Three government reports since April 20, 2023 show that the financial assumptions Congress used to enact PSRA were way off. The new reports also confirm Congress should have been more diligent in demanding answers from USPS, as well as in demanding true reforms.
For starters, USPS now says it will lose $56 billion more than it represented to Congress before the 2022 votes.
In its March 2021 10-year strategic plan, USPS said it would cumulatively break even in the years 2021-30 if PRSA were passed and if it were forgiven an additional $14 billion in pension obligations. On April 27, 2023, in an update on the strategic report, USPS said it now expects to lose $70 billion over that period.
USPS also projected in 2021 that it would break even this year.

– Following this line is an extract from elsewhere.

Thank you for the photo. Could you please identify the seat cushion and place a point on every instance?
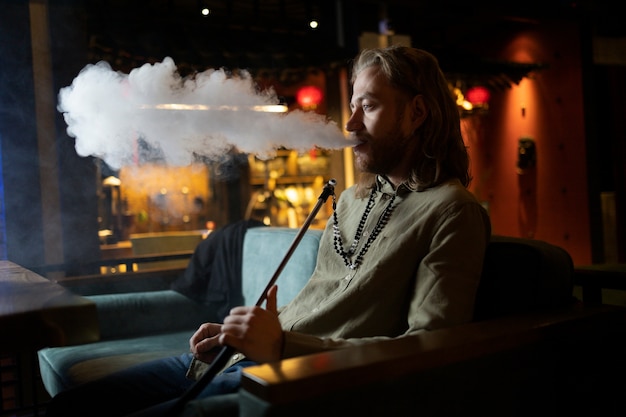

Now USPS does not expect that until 2030. Furthermore, USPS’s May 9 announcement of second quarter results is likely to show it is on track for up to a $6 billion loss this year.
Second, on April 20, USPS was again part of the U.S. Government Accountability Office’s (GAO’s) biannual High-Risk List of federal agencies “vulnerable to waste, fraud, abuse, and mismanagement or in need of transformation.”
GAO warns: “USPS still cannot fully fund its current level of services and financial obligations.” It also said, “The fund supporting postal retiree health benefits is estimated to be depleted in the early 2030s even with the changes under the 2022 Act.”
PSRA also left hundreds of billions of dollars on the table for USPS, as evidenced by an April 26 report from USPS’s Office of Inspector General.
While state government workers and teachers have their pension and retiree health funds invested in a mix of stocks, bonds, and other quality assets, USPS, by law, can invest only in government bonds. USPS had $298 billion in such assets at the end of fiscal year 2022. Its inspector general estimated it could have had up to $1.2 trillion if it had diversified its investments as states do for government workers.
Of note is the troubled Postal Service Retiree Health Benefits Fund, one of USPS’s three main investment areas and the focus of the 2022 bailout. According to USPS’s inspector general, it would have “$74 billion, or 2.1 times the current value” if it had taken this diversified investment approach beginning in 2007, when the fund was launched.
GAO also noted that at the end of fiscal year 2022, USPS’s “long-term unfunded liabilities and debt totaled about $144 billion or about 184 percent of USPS’s fiscal year 2022 revenue.”
USPS is, by law, supposed to be self-supporting and there is no reason that the consumers of postal services, today often big businesses, should not be able to pay for them, if costs are kept in line and properly allocated. PSRA, though, ignores costs and keeps antiquated cost allocation systems in place.
The rush to enact the legislation prevented serious consideration of investing retirement funds in stocks and bonds.
Furthermore, the Postal Service’s regulators need far greater resources and statutory authority. The Postal Regulatory Commission has a staff of about 70 and an annual budget of near $21 million, a pittance compared with the USPS’s 700,000 employees and more than $70 billion in revenues.
It is time for Congress to go back to the drawing board on postal reform. And it should be done before USPS runs out of cash in three years or so.
Paul Steidler is a senior fellow with the Lexington Institute, a public policy think tank based in Arlington, Va.